Why #NaNoWriMo Was the Best Thing That Happened To Me


Four years ago almost to the day (alright, minus 3 days), I started writing my first novel during #NaNoWriMo, National Novel Writing Month. During #NaNoWriMo, you have to write a 50,000 word novel and you have the entire month of November to do so. Let me just say, this was the most difficult thing I have ever done. It’s not just the word count that is heavy, but you have to develop characters, plot, and a cohesive novel all in 30 days. Can you even imagine doing that? In order to achieve 50,000 words by the end of the month, you have to write about 1,667 words per day.

Novelists take months, more like years to just complete a novel, yet crazy writers spend their entire month of November doing so. Completing #NaNoWriMo does not mean that your novel needs to be clean and edited and ready to publish, but it can be a draft, mine certainly was. You don’t have to complete it your first time, although I did, it was the roughest month of my life. People thought I was crazy to take on this challenge during my junior year of high school and just in general. But it was the best decision of my life.

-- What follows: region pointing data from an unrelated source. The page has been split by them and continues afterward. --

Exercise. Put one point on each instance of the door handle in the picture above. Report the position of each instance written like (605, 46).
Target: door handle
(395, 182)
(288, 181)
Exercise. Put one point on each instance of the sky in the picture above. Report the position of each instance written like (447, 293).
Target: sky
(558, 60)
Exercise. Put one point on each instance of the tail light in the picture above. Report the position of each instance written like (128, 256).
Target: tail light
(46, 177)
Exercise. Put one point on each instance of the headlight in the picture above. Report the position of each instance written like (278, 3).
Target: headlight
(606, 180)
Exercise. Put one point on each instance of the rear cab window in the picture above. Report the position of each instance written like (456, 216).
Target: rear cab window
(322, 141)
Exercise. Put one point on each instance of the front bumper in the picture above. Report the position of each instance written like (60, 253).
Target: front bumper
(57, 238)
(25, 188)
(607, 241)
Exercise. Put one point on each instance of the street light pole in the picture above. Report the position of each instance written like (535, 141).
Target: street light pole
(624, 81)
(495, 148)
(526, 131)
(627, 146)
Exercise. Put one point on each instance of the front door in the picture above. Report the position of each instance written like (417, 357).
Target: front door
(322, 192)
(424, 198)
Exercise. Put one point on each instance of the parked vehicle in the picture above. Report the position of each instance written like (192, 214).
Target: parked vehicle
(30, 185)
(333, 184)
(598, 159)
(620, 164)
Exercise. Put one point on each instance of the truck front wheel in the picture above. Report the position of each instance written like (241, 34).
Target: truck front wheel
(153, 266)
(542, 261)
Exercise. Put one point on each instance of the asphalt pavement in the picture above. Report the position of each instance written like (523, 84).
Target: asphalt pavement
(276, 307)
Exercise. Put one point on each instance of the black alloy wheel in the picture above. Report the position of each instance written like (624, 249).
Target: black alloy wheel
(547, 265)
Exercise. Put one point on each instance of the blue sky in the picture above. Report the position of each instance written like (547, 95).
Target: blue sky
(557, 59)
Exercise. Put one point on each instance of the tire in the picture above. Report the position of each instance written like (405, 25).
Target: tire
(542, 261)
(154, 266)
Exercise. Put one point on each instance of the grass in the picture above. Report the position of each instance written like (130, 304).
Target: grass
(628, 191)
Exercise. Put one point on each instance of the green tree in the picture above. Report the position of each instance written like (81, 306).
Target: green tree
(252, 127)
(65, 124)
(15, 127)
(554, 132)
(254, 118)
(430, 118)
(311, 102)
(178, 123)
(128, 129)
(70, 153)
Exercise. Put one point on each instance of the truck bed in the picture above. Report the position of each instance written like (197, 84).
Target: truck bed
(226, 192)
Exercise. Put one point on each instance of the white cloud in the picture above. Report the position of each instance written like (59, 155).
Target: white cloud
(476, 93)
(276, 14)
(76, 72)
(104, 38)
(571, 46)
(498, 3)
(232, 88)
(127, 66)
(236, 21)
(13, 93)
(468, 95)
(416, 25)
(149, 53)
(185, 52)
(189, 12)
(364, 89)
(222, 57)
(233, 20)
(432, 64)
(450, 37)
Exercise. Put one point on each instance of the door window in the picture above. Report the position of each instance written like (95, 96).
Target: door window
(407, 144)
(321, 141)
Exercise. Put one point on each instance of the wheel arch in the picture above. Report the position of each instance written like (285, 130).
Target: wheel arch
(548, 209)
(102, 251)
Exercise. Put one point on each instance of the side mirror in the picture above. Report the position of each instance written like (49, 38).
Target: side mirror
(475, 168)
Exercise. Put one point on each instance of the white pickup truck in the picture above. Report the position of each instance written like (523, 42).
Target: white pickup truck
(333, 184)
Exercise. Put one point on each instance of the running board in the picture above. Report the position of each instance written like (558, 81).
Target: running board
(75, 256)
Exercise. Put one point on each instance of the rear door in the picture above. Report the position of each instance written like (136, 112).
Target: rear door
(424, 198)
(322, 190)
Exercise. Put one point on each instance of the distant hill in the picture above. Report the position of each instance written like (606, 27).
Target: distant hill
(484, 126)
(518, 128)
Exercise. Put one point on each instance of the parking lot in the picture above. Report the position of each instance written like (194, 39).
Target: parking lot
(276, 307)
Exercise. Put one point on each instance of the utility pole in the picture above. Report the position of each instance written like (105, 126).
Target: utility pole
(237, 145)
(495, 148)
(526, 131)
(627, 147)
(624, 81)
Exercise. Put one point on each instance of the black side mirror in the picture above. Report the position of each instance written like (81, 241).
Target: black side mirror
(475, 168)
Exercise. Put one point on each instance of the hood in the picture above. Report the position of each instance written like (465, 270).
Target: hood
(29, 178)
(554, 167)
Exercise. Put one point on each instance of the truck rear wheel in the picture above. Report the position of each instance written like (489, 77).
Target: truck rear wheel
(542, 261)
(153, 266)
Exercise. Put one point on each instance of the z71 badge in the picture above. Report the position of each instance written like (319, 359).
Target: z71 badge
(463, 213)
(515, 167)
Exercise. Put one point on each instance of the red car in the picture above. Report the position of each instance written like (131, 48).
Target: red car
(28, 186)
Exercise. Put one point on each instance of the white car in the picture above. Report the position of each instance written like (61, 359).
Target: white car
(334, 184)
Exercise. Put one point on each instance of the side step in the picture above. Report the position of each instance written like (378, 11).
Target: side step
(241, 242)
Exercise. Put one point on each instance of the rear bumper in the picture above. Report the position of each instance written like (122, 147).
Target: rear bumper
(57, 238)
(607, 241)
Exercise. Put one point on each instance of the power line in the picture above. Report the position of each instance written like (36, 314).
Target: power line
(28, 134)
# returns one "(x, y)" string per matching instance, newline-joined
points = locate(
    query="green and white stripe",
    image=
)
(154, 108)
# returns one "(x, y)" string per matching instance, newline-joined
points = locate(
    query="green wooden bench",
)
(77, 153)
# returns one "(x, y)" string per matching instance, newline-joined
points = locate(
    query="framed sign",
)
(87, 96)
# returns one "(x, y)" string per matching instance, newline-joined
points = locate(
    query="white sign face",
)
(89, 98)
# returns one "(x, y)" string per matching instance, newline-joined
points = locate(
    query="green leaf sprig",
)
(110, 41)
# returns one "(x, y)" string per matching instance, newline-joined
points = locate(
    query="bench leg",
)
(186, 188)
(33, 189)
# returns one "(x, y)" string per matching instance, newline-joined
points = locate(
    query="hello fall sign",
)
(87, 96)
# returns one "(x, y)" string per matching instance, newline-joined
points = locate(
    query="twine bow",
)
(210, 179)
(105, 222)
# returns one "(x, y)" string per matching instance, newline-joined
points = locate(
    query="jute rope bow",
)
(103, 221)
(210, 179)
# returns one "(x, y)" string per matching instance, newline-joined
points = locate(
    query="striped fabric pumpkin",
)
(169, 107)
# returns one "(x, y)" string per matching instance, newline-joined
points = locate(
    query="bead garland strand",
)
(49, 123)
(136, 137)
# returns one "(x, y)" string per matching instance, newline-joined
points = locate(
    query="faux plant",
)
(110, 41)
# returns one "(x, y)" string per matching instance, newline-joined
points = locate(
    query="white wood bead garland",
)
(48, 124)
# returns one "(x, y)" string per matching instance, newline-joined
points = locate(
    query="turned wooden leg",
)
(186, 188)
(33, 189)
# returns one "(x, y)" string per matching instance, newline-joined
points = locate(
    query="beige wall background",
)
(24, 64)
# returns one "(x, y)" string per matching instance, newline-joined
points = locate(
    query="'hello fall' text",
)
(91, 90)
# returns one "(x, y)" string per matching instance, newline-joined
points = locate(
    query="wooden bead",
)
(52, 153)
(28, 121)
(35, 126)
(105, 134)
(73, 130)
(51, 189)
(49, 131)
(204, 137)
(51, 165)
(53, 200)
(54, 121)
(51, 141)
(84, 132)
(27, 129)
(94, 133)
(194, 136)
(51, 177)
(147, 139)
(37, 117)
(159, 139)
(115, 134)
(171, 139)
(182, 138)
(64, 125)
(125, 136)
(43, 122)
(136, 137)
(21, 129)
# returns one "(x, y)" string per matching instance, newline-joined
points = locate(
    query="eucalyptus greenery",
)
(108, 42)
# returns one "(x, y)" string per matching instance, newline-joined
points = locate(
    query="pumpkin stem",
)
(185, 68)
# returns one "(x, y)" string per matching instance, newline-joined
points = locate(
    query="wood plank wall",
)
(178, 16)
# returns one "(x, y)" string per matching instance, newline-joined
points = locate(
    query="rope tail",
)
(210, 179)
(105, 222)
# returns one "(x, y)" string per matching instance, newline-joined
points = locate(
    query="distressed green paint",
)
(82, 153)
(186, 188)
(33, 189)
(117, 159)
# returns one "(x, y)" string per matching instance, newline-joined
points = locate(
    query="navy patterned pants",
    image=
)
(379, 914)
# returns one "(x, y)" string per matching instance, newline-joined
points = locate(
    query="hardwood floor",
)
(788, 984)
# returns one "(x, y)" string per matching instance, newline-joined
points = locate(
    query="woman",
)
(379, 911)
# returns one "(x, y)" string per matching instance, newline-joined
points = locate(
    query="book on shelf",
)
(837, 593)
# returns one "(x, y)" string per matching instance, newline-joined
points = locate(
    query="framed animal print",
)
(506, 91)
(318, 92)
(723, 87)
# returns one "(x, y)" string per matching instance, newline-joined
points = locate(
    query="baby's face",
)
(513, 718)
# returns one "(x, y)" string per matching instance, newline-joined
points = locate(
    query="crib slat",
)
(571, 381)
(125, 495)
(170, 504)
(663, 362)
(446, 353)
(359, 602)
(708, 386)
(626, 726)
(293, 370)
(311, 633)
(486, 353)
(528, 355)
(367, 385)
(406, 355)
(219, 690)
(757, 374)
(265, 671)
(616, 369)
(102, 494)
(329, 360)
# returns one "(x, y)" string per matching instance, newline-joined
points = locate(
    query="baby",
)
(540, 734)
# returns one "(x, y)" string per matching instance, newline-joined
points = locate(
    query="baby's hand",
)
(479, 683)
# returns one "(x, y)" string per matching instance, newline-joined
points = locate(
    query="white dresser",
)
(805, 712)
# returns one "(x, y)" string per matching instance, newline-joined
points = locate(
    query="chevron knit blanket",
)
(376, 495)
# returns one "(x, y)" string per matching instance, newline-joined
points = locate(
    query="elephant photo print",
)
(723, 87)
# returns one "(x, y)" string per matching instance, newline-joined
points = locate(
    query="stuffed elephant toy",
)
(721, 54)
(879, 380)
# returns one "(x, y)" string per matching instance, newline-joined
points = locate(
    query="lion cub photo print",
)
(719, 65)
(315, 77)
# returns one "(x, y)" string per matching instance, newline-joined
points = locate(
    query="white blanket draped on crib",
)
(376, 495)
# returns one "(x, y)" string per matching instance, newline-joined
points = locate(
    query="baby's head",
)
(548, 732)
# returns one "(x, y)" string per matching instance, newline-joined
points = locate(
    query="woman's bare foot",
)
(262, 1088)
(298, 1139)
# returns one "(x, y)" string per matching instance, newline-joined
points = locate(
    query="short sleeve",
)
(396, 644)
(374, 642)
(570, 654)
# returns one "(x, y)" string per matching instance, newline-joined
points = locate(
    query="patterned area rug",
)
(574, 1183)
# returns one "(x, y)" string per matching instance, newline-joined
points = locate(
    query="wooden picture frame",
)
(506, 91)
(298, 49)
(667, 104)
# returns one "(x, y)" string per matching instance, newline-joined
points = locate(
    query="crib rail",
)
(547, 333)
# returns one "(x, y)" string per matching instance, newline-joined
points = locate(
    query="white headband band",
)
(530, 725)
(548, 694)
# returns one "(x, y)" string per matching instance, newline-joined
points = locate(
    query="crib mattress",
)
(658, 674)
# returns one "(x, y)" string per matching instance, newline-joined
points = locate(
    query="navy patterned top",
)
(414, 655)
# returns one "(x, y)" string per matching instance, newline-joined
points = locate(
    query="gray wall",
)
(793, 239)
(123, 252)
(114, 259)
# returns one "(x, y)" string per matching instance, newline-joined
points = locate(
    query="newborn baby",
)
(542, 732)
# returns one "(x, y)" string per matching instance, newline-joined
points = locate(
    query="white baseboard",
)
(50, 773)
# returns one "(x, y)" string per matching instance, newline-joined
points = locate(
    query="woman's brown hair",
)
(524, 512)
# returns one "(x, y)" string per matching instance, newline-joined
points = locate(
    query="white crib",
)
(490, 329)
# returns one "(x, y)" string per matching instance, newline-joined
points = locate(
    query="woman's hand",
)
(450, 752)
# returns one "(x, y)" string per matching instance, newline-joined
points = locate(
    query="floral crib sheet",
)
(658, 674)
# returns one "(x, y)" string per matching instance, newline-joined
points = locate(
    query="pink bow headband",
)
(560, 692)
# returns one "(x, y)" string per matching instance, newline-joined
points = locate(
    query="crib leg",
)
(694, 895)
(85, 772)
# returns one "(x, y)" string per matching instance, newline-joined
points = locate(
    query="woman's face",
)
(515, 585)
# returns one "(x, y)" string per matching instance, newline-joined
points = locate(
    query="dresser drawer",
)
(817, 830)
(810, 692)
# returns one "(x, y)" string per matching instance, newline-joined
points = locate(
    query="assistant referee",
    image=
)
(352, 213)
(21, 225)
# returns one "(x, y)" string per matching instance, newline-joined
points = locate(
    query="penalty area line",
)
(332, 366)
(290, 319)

Since completing my first #NaNoWriMo, I have gone on to complete 3 other novels. Maybe not in a month’s time, but complete them nonetheless. I love writing. I love #NaNoWriMo, I just don’t currently have the time to participate again. What it taught me was to think on my feet, trust my gut, and to give my characters life. Because I was forced to think of my entire novel at once, I was forced to think and dig deep. Nothing helps a writer more than practice and hard deadlines. Good writing does take time, but it also takes decision making.

I know I’m a few days late, but here are some of my tips for doing your best during #NaNoWriMo:

  1. Keep writing no matter what. If you get stuck with your plot or with a character, keep writing and go back to it later. You don’t want to get stuck and let yourself sit there for an entire day because you’ll be almost 2,000 words behind on your daily target.
  2. Don’t worry about making it perfect. There is a time and place to go back and edit and that is once you complete the novel. Like I said earlier, the goal is to complete a draft of your novel, not the final manuscript.
  3. Set aside time to write everyday. Don’t just say you’ll write and get to it later, but schedule time out so you mentally know when you can write and when you can think your best.
  4. Use #NaNoWriMo tools. If you need help, tweet them. They’ll tweet back with some advice or tips. Their site is also full of tips from past successors, and HQ. Plus they have a wicked graph tracking your progress day to day that is so helpful.
  5. Have fun. This isn’t meant to be something serious and strict, but fun. You’re supposed to be pushing yourself to write as much as you can, explore your imagination, and try to write a novel in a month.

I am envious of every single person who is participating in #NaNoWriMo this year. Hopefully you enjoy it and it changes your life like it did to mine. Writing is an amazing gift and win or lose, you did your best and that’s all we ask of you. Good luck! Have fun! You got this.